Similarly if $f(l)$ is the density of a Gaussian mixture distribution, $f(l)=\sum_{i=1}^kc_i\frac{1}{\sqrt{2\pi\sigma_i^2}}\exp\left(-\frac{(l-\mu_i)^2}{2\sigma_i^2}\right)$ then $\begin{split} e^{-\alpha l}f(l) &=\sum_{i=1}^kc_i\frac{1}{\sqrt{2\pi\sigma_i^2}}\exp\left(-\frac{(l-\mu_i)^2}{2\sigma_i^2}-\alpha l\right)\\ &=\sum_{i=1}^kc_i\frac{1}{\sqrt{2\pi\sigma_i^2}}\exp\left(-\frac{(l-\mu_i+\alpha\sigma_i^2)^2}{2\sigma_i^2}-\alpha \mu_i+\frac{\alpha^2}{2}\sigma_i^2\right)\\ &=\sum_{i=1}^k\left(c_i\exp\left(-\alpha \mu_i+\frac{\alpha^2}{2}\sigma_i^2\right)\right) \frac{1}{\sqrt{2\pi\sigma_i^2}}\exp\left(-\frac{(l-(\mu_i-\alpha\sigma_i^2))^2}{2\sigma_i^2}\right) \end{split}$ We see that the coefficients of the Gaussians have changed. To get the new normalised distribution we also need to divide by the area under the above density, which is $\int_{-\infty}^\infty e^{-\alpha l}f(l)dl=\sum_{i=1}^k\left(c_i\exp\left(-\alpha \mu_i+\frac{\alpha^2}{2}\sigma_i^2\right)\right)$ So $e^{-\alpha l}f(l)\propto\sum_{i=1}^k\tilde{c}_i\frac{1}{\sqrt{2\pi\sigma_i^2}}\exp\left(-\frac{(l-\tilde{\mu}_i)^2}{2\sigma_i^2}\right)$ with $\tilde{\mu}_i=\mu_i-\alpha\sigma_i^2$ and $\tilde{c}_i=\frac{\exp\left(-\alpha \mu_i+\frac{\alpha^2}{2}\sigma_i^2\right)} {\sum_{i=1}^kc_i\exp\left(-\alpha \mu_i+\frac{\alpha^2}{2}\sigma_i^2\right)}\,c_i$

Let us check this analytic result also numerically.

c <- c(0.2, 0.3, 0.5)
mu <- c(3, 4, 6)
sigma <- c(0.2, 0.5, 2)
fl <- function(l, c, mu, sigma) {
    f <- 0
    for (i in seq_along(c)) {
        f <- f + c[i]*dnorm(l, mean = mu[i], sd = sigma[i])
    }
    f
}

l <- seq(0, 15, by = 0.1)
plot(l, fl(l, c, mu, sigma), type = "l", lty = 3, ylab = "Density")

alpha = -1
shifted_fl <- exp(-alpha * l) * fl(l, c, mu, sigma)
shifted_fl <- shifted_fl / sum(shifted_fl * 0.1)
lines(l, shifted_fl, col = "green", lty = 1)

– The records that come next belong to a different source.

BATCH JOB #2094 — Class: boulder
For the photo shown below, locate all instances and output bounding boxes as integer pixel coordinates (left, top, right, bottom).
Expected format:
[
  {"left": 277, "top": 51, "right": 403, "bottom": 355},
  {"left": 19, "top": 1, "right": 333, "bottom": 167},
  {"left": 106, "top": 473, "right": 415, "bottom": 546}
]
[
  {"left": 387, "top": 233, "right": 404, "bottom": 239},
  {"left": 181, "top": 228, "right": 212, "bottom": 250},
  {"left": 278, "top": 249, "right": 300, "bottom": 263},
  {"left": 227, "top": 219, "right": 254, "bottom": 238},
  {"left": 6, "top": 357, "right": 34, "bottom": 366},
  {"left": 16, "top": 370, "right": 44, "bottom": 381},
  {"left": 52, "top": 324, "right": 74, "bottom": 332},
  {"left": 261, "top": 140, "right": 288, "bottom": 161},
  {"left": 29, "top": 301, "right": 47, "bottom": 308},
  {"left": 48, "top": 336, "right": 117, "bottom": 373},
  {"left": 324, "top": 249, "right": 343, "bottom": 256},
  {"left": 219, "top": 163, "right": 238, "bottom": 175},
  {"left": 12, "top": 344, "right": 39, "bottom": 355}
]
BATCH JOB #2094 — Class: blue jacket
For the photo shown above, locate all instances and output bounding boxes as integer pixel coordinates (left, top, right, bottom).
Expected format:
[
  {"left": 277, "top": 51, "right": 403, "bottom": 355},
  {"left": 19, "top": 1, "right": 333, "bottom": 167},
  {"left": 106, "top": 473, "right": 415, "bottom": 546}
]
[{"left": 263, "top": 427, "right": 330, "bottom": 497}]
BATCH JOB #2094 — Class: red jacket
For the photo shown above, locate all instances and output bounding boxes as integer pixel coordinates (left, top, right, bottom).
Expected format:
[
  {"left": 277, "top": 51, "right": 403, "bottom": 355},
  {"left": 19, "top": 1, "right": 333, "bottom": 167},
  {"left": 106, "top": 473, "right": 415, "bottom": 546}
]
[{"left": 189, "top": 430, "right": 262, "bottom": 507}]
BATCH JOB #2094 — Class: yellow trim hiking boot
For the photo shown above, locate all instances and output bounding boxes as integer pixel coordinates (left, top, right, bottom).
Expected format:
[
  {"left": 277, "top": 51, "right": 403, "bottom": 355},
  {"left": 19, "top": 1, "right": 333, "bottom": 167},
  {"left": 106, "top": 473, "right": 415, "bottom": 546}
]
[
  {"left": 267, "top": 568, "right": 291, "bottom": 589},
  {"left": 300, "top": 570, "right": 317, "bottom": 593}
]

mu_shifted <- mu - alpha * sigma^2
c_shifted <- c * exp(-alpha * mu + alpha^2 / 2 * sigma^2)
c_shifted <- c_shifted / sum(c_shifted)
lines(l, fl(l, c_shifted, mu_shifted, sigma), col = "blue", lty = 2)

legend("topright", legend = c("original", "numerically shifted", "analytically shifted"), 
       col = c("black", "green", "blue"), lty = c(3, 1, 2), cex = 0.8)

The numerically shifted line in green is perfectly covered by the analytically shifted line in blue, thereby confirming the analytic results above.